Some figures:

Kenya applies the EAC Customs Union’s Common External Tariff (CET), which includes three tariff bands: zero duty for raw materials and inputs; 10 percent for processed or manufactured inputs; and 25 percent for finished products. “Sensitive” products and commodities, comprising 58 tariff lines, have applied ad valorem rates above 25 percent.  This includes a 60 percent rate for most milk products, 50 percent for corn and corn flour, 75 percent for rice, 35 percent for wheat, and 60 percent for wheat flour. For some products and commodities, the tariffs vary across the five EAC member states.

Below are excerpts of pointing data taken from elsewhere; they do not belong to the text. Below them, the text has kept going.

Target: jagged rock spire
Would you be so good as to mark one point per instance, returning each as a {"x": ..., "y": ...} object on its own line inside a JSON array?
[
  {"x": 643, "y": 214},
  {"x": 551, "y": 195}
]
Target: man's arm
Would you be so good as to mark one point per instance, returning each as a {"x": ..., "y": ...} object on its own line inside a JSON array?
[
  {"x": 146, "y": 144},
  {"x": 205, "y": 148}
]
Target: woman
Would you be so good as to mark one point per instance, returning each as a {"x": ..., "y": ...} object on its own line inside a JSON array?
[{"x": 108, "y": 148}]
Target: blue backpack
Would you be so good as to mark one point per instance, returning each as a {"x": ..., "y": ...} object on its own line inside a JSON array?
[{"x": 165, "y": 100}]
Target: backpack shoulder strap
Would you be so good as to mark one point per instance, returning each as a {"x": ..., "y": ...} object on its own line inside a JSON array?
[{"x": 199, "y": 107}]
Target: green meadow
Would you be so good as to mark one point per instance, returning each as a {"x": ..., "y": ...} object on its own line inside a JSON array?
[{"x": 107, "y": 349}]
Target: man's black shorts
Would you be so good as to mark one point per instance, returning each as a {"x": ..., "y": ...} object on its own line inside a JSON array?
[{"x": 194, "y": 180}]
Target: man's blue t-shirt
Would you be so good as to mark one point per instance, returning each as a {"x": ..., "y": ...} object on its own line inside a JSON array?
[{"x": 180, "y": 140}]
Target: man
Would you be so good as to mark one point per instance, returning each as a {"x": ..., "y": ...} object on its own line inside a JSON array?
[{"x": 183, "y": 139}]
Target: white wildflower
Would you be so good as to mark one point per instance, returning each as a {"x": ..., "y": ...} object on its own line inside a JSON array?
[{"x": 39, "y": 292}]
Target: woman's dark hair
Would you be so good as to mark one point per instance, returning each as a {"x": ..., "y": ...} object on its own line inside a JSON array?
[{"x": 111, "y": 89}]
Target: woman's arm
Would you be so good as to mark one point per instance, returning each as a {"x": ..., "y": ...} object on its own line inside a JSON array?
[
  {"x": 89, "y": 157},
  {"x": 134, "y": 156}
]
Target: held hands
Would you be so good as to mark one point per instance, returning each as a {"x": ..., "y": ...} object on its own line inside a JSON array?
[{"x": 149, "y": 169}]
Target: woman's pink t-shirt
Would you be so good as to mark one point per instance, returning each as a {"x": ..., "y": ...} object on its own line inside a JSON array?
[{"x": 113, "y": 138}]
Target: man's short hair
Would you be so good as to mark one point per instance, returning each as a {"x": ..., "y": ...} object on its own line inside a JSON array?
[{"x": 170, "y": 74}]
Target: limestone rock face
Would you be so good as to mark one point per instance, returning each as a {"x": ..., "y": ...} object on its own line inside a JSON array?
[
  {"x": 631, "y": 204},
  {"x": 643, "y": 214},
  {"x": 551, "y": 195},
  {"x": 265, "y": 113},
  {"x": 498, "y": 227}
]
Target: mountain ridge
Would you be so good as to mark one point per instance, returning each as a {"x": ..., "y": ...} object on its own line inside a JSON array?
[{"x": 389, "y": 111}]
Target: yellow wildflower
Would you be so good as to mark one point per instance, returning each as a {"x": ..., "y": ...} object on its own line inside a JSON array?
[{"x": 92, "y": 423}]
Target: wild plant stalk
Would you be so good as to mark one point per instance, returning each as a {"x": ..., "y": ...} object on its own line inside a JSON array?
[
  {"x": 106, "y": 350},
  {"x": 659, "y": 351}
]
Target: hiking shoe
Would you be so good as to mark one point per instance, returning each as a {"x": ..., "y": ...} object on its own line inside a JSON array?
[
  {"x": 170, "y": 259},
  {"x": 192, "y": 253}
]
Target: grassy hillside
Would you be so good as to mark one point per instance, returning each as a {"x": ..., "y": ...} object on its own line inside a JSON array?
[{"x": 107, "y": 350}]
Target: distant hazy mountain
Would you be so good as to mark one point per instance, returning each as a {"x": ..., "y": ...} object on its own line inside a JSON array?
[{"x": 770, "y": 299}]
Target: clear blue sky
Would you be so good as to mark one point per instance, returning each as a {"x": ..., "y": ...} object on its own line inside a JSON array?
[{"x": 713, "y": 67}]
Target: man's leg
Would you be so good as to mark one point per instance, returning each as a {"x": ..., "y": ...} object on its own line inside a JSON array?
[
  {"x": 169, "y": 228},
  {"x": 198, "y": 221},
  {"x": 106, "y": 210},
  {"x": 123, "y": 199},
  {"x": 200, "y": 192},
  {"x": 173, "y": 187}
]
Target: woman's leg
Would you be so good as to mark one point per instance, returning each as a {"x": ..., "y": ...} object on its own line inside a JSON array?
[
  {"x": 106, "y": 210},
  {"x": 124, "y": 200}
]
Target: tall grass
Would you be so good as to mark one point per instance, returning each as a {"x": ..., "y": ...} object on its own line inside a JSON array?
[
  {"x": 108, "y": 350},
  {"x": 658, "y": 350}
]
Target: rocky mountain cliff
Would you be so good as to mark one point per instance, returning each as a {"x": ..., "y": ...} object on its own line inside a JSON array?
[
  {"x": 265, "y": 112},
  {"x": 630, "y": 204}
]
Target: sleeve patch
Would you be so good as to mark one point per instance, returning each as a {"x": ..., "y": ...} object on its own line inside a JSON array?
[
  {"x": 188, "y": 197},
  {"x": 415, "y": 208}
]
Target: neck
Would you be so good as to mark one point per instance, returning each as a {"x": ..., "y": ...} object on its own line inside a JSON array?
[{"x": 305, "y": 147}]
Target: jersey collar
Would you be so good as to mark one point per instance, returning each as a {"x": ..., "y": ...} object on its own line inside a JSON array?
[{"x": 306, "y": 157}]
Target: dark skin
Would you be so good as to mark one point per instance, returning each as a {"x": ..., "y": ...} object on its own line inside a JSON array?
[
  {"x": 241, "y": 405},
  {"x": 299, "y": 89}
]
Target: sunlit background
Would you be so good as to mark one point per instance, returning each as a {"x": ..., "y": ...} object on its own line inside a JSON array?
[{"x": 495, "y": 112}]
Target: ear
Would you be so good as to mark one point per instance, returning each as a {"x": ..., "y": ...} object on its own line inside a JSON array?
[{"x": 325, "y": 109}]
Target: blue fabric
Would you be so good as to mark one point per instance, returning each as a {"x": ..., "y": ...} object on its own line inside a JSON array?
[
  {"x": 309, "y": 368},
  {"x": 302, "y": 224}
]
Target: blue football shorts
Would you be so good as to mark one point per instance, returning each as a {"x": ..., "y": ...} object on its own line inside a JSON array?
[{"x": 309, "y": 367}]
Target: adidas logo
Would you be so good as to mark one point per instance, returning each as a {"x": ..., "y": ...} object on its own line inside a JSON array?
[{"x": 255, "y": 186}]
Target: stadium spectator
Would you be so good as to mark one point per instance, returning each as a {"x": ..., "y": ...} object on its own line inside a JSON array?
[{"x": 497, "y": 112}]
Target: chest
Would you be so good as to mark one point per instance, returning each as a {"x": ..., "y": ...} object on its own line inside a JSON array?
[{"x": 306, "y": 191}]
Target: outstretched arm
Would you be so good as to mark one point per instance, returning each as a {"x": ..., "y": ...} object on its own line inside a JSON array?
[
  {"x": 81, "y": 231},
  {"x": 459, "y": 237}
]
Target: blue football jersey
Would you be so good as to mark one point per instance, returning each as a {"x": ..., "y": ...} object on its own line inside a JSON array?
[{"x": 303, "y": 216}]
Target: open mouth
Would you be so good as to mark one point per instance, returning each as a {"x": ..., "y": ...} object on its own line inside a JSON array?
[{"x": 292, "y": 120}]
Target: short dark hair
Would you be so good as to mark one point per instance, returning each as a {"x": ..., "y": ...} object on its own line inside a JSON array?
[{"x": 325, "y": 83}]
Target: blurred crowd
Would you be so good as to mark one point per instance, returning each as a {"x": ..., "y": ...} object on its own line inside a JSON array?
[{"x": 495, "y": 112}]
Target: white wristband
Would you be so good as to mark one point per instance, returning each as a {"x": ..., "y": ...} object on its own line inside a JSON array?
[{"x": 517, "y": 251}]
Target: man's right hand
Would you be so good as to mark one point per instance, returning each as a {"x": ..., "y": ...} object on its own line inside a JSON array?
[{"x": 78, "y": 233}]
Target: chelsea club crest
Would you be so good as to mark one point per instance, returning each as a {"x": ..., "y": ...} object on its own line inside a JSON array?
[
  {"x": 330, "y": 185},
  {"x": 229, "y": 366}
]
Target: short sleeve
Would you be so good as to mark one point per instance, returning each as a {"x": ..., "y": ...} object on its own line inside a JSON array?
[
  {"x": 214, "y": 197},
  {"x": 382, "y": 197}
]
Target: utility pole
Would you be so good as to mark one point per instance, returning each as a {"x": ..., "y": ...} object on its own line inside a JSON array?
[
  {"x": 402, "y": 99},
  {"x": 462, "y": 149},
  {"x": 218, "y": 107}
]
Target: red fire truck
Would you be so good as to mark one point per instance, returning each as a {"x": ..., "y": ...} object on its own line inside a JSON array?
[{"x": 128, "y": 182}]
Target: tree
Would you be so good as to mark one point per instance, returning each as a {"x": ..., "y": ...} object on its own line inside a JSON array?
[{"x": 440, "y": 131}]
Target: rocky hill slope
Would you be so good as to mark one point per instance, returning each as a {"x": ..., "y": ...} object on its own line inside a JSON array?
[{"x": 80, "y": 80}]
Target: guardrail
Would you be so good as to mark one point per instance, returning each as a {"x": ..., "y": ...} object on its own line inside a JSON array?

The report touches a number of other issues, including non-tariff barriers, custom procedures at the Port of Mombasa, intellectual property right protection and many other things. An interesting bit on counterfeiting:

According to a survey released by the Kenya Association of Manufacturers (KAM) in April 2012, the Kenyan economy is losing at least $433 million annually due to counterfeiting. The study estimated that the GOK is losing approximately $72 million in potential tax revenue, and that some Kenyan companies could be losing as much as 65 percent to 70 percent of their regional market share due to counterfeiting.

Kenya’s EPZs have served as a conduit for counterfeit and sub-standard goods. These products enter the EPZ ostensibly as sub-assembly or raw materials, but are actually finished products. These counterfeit and sub-standard goods also end up in the Kenyan marketplace without responsible parties paying the necessary taxes. Counterfeit batteries have been particularly problematic.